O varejo no Estado de São Paulo e na capital acumula perdas de 6,9% e 10,4%, respectivamente, nas vendas de janeiro a julho, de acordo com a ACSP (Associação Comercial de São Paulo).

Dados se referem ao varejo ampliado, que inclui automóveis e material de construção — no varejo restrito, sem os dois setores, quedas foram de 4% e de 8% no Estado e na capital.

Essa diferença costuma ocorrer, segundo a ACSP, porque os dois setores são mais sensíveis frente à atividade econômica — quando essa está fraca, veículos e material de construção são os primeiros a ser afetados. Além disso, ambos dependem muito de crédito, que está mais escasso em 2014.

No varejo restrito, o comportamento tende a ser relativamente menos flutuante. Ele é fortemente influenciado por setores como o de supermercados, que é menos sensível, pois o consumidor não deixa de comprar produtos indispensáveis, como alimentos.

O presidente da ACSP, Rogério Amato, afirma que “a cidade de São Paulo é um polo maduro, industrial, que sofre com a desindustrialização e não é beneficiada pelo agronegócio”.

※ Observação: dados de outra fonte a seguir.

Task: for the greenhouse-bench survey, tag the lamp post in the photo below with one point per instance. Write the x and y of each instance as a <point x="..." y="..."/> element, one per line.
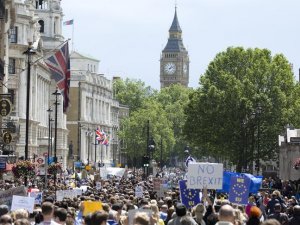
<point x="49" y="133"/>
<point x="258" y="111"/>
<point x="29" y="52"/>
<point x="161" y="166"/>
<point x="56" y="103"/>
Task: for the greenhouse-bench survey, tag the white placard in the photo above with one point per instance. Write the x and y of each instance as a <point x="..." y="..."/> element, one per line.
<point x="205" y="175"/>
<point x="21" y="202"/>
<point x="38" y="197"/>
<point x="139" y="192"/>
<point x="61" y="194"/>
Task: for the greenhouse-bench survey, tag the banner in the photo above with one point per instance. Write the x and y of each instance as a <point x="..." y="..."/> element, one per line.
<point x="38" y="197"/>
<point x="90" y="207"/>
<point x="139" y="192"/>
<point x="6" y="196"/>
<point x="21" y="202"/>
<point x="239" y="191"/>
<point x="156" y="184"/>
<point x="189" y="197"/>
<point x="133" y="212"/>
<point x="61" y="194"/>
<point x="255" y="181"/>
<point x="205" y="175"/>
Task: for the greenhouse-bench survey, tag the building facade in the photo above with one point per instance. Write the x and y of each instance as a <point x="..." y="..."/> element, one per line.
<point x="25" y="32"/>
<point x="93" y="106"/>
<point x="174" y="61"/>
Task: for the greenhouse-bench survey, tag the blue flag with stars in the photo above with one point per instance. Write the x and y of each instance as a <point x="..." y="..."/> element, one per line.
<point x="239" y="190"/>
<point x="189" y="197"/>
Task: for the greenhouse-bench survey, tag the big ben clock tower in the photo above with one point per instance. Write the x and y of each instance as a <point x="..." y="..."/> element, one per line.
<point x="174" y="61"/>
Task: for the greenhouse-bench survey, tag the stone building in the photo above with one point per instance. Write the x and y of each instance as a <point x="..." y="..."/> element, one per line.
<point x="93" y="106"/>
<point x="26" y="31"/>
<point x="289" y="151"/>
<point x="174" y="61"/>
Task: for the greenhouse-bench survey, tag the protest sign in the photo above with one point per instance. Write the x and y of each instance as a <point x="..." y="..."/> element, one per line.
<point x="98" y="185"/>
<point x="205" y="175"/>
<point x="7" y="195"/>
<point x="161" y="192"/>
<point x="133" y="212"/>
<point x="239" y="191"/>
<point x="21" y="202"/>
<point x="38" y="197"/>
<point x="189" y="197"/>
<point x="90" y="207"/>
<point x="156" y="184"/>
<point x="61" y="194"/>
<point x="139" y="192"/>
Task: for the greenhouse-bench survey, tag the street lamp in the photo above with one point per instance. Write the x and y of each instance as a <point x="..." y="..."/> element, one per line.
<point x="257" y="114"/>
<point x="258" y="111"/>
<point x="29" y="52"/>
<point x="56" y="103"/>
<point x="49" y="133"/>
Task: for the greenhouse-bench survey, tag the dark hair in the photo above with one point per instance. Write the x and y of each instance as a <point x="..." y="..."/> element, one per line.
<point x="61" y="213"/>
<point x="47" y="208"/>
<point x="22" y="222"/>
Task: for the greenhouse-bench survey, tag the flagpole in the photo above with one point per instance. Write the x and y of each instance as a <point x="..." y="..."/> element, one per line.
<point x="73" y="36"/>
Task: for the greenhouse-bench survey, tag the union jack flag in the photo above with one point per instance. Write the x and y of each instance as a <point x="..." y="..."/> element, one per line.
<point x="59" y="66"/>
<point x="100" y="135"/>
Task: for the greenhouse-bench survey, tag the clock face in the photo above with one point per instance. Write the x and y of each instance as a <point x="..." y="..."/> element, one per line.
<point x="170" y="68"/>
<point x="185" y="68"/>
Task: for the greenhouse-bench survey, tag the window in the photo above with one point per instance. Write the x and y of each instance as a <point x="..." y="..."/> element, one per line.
<point x="12" y="95"/>
<point x="12" y="66"/>
<point x="41" y="22"/>
<point x="13" y="35"/>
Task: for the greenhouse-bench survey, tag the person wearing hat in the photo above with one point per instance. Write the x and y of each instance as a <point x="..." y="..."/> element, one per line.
<point x="180" y="211"/>
<point x="295" y="220"/>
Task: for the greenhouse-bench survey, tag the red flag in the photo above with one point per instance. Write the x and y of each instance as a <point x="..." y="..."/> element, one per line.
<point x="59" y="65"/>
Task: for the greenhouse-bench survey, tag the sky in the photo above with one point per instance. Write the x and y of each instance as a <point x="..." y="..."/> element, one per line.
<point x="127" y="36"/>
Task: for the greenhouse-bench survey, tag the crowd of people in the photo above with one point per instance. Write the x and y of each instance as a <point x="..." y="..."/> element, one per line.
<point x="121" y="206"/>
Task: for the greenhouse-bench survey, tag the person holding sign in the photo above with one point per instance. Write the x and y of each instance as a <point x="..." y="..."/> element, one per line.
<point x="47" y="212"/>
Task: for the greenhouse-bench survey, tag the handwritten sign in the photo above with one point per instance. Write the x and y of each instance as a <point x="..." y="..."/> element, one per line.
<point x="21" y="202"/>
<point x="205" y="175"/>
<point x="90" y="207"/>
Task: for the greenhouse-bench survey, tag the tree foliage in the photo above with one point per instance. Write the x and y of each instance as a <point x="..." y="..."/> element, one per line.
<point x="245" y="98"/>
<point x="165" y="112"/>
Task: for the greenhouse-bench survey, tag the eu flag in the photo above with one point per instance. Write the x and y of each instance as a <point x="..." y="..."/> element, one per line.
<point x="239" y="190"/>
<point x="189" y="197"/>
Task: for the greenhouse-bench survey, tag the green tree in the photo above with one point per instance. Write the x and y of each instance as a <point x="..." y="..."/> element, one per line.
<point x="132" y="93"/>
<point x="173" y="100"/>
<point x="135" y="131"/>
<point x="244" y="100"/>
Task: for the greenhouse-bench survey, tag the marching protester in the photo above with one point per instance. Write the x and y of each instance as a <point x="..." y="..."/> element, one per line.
<point x="162" y="200"/>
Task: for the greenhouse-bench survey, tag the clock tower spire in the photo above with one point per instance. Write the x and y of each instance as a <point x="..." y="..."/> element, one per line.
<point x="174" y="61"/>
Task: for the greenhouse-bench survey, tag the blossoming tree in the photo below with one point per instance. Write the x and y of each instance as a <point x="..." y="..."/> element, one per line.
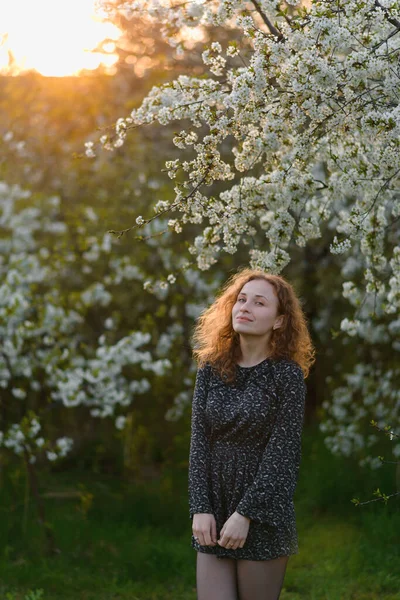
<point x="298" y="120"/>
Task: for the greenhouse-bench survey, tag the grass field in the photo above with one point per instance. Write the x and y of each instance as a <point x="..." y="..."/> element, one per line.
<point x="133" y="542"/>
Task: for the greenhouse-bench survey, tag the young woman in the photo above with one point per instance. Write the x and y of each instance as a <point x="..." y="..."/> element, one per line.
<point x="253" y="351"/>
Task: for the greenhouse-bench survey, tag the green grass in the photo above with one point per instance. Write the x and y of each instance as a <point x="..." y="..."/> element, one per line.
<point x="134" y="542"/>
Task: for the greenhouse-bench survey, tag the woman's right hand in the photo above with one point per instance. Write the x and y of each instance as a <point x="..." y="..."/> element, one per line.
<point x="204" y="527"/>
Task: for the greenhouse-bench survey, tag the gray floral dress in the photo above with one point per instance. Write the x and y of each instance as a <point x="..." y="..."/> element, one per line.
<point x="245" y="452"/>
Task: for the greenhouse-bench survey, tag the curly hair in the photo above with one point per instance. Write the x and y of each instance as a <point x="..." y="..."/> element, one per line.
<point x="215" y="341"/>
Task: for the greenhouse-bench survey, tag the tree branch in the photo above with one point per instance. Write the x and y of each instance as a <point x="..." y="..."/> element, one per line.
<point x="268" y="23"/>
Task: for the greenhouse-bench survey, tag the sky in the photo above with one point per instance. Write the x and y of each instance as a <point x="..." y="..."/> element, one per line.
<point x="54" y="37"/>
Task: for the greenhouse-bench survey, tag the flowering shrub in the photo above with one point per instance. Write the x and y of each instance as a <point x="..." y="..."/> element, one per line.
<point x="304" y="103"/>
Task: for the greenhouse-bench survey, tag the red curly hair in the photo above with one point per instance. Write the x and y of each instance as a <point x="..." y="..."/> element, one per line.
<point x="215" y="341"/>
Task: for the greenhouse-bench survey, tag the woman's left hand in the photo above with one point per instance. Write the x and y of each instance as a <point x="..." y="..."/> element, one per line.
<point x="234" y="532"/>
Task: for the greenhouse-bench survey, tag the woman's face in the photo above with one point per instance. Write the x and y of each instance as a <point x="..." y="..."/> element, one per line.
<point x="255" y="309"/>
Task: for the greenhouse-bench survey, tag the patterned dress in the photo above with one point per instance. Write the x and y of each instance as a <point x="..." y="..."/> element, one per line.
<point x="245" y="452"/>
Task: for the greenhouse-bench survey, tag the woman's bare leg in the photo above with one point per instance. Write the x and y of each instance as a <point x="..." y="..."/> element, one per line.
<point x="215" y="577"/>
<point x="261" y="579"/>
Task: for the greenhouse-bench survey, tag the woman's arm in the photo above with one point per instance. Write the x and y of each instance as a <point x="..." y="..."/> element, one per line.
<point x="268" y="499"/>
<point x="199" y="455"/>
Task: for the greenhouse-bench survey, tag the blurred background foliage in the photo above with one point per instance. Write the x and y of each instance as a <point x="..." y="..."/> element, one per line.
<point x="117" y="501"/>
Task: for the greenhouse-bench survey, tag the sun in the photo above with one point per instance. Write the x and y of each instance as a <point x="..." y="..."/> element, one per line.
<point x="53" y="37"/>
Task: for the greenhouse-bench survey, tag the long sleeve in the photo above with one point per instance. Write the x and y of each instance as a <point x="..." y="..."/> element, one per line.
<point x="199" y="455"/>
<point x="269" y="499"/>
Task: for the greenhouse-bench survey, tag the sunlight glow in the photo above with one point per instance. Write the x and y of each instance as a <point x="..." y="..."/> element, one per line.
<point x="53" y="37"/>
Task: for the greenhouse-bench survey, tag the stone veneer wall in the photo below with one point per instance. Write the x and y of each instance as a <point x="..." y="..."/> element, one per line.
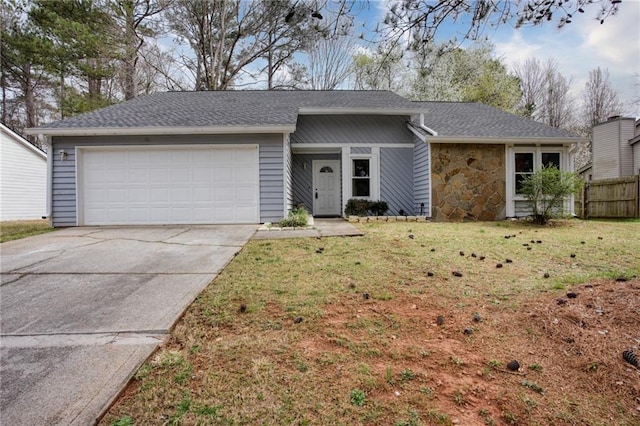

Já com relação ao fraco desempenho no varejo como um todo neste ano, Amato aponta como causas fatores estruturais - menor crescimento de salários e de emprego, menos crédito, aumentos das taxas de juros e da inflação e baixa confiança — e um fator conjuntural, que foi a Copa do Mundo.

Expectativa

Amato diz que “os resultados de julho continuaram influenciados pelo menor número de dias úteis decorrente da realização da Copa do Mundo, e pela existência de maior quantidade de feriados em relação a 2013”.

— Com relação aos demais meses de 2014, esperamos um crescimento das vendas físicas, devido a um calendário mais favorável - com poucos feriados - e à proximidade das festividades de fim de ano. Mas o aumento deverá situar-se em patamares inferiores aos de 2013.

Setores

Em julho, o setor com melhor resultado no Estado de São Paulo em relação ao mês anterior foi o das lojas de material de construção, com 20,7% de alta nas vendas físicas. Na comparação com julho de 2013, o destaque ficou com as lojas de departamento, porém somente no caso das receitas nominais, que tiveram expansão de 6%.

Já os destaques negativos ficaram para as lojas de eletrodomésticos e eletroeletrônicos e para as concessionárias de veículos.

No primeiro caso, no contraste com junho, houve recuo de 13,9% tanto na receita nominal quanto no volume de vendas. E na comparação com julho de 2013, as quedas nos faturamentos e vendas foram de 3,4% e de 9,3%.

As concessionárias viram seu faturamento e vendas crescerem 16,2% ante o mês anterior. Mas em comparação com julho de 2013, faturamento e vendas despencaram 13,6% e 18,8% no setor, respectivamente.